Posted in Books, Caribbean/Latin America, Literary/Artistic Criticism, Media Archive, Monographs, Native Americans/First Nation on 2011-12-03 02:17Z by Steven

The Inner Life of Mestizo Nationalism

University of Minnesota Press
272 pages
6 x 9
Paper ISBN: 978-0-8166-5005-7
Cloth ISBN: 978-0-8166-5004-0

Estelle Tarica, Associate Professor of Latin American Literature and Culture
University of California, Berkeley

The only recent English-language work on Spanish-American indigenismo from a literary perspective, Estelle Tarica’s work shows how modern Mexican and Andean discourses about the relationship between Indians and non-Indians create a unique literary aesthetic that is instrumental in defining the experience of mestizo nationalism.

Engaging with narratives by Jesús Lara, José María Arguedas, and Rosario Castellanos, among other thinkers, Tarica explores the rhetorical and ideological aspects of interethnic affinity and connection. In her examination, she demonstrates that these connections posed a challenge to existing racial hierarchies in Spanish America by celebrating a new kind of national self at the same time that they contributed to new forms of subjection and discrimination.

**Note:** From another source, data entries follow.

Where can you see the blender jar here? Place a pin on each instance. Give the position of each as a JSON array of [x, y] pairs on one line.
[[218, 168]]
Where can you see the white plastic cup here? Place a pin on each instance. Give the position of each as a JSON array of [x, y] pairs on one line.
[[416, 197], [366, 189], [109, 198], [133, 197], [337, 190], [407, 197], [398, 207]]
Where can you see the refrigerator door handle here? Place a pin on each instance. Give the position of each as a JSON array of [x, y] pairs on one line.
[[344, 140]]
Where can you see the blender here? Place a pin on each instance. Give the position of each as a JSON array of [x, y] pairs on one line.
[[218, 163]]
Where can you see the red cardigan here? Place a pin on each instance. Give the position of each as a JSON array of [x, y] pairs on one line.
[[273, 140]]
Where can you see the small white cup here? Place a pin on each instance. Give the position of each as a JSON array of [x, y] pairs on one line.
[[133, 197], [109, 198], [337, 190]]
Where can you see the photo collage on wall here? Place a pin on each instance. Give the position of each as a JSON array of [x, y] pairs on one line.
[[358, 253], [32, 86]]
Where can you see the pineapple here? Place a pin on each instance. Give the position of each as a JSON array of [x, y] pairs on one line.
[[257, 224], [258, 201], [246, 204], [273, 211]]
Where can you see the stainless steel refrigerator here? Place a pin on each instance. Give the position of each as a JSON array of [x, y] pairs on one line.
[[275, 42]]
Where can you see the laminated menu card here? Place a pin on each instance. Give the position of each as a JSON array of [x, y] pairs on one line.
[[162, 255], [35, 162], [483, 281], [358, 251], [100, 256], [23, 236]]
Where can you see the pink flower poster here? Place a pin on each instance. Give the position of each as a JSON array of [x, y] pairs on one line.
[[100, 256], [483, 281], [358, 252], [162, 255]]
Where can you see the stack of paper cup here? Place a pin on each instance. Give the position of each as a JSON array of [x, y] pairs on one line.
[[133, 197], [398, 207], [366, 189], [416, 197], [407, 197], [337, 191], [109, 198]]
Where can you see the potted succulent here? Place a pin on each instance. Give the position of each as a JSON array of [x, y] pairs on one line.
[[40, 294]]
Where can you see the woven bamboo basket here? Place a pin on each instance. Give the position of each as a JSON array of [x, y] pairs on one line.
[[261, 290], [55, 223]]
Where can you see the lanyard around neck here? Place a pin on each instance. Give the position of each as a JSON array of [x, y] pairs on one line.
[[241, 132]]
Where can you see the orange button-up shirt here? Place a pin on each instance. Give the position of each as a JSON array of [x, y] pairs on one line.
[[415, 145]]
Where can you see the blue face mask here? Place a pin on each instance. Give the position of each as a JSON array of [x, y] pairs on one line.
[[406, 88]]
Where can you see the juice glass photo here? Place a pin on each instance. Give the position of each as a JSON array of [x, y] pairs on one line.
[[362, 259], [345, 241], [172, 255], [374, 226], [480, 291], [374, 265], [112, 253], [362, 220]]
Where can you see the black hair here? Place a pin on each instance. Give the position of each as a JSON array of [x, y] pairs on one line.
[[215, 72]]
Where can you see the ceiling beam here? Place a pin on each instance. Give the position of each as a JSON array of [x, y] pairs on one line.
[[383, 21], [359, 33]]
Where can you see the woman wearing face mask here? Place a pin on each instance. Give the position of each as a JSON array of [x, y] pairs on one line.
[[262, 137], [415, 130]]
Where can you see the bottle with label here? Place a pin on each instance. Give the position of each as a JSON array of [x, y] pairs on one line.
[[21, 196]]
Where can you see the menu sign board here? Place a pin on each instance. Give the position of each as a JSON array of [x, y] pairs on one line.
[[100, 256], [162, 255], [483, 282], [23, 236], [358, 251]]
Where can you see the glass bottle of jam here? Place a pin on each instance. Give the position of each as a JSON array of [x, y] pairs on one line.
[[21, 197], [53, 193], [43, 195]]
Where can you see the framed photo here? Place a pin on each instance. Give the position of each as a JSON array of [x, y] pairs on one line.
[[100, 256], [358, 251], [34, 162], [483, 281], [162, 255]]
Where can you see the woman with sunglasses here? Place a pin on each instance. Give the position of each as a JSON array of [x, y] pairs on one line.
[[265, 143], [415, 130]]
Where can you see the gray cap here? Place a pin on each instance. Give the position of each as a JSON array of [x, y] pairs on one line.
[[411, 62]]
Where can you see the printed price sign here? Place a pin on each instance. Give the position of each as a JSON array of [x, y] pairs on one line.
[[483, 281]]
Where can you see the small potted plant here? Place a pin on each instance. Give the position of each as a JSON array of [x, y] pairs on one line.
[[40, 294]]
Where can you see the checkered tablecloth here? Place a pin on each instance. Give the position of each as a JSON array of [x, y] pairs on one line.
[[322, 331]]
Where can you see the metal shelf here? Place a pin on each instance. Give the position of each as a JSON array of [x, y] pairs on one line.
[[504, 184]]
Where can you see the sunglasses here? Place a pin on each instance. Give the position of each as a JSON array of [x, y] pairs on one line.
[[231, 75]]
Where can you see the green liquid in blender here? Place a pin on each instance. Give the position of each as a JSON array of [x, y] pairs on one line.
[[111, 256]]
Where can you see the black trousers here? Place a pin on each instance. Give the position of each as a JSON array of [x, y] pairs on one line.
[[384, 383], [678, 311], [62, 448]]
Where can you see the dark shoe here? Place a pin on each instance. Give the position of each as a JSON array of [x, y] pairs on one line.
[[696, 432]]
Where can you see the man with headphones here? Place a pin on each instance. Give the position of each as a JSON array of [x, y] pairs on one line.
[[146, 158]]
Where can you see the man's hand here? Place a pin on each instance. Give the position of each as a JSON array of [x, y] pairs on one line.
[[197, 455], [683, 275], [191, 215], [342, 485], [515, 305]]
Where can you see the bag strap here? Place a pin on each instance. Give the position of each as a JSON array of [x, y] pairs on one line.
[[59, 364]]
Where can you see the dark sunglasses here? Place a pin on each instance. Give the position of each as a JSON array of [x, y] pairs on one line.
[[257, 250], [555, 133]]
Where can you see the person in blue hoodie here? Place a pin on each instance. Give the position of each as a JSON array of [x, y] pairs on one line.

Going beyond debates about the relative merits of indigenismo and mestizaje, Tarica puts forward a new perspective on indigenista literature and modern mestizo identities by revealing how these ideologies are symptomatic of the dilemmas of national subject formation. The Inner Life of Mestizo Nationalism offers insight into the contemporary resurgence and importance of indigenista discourses in Latin America.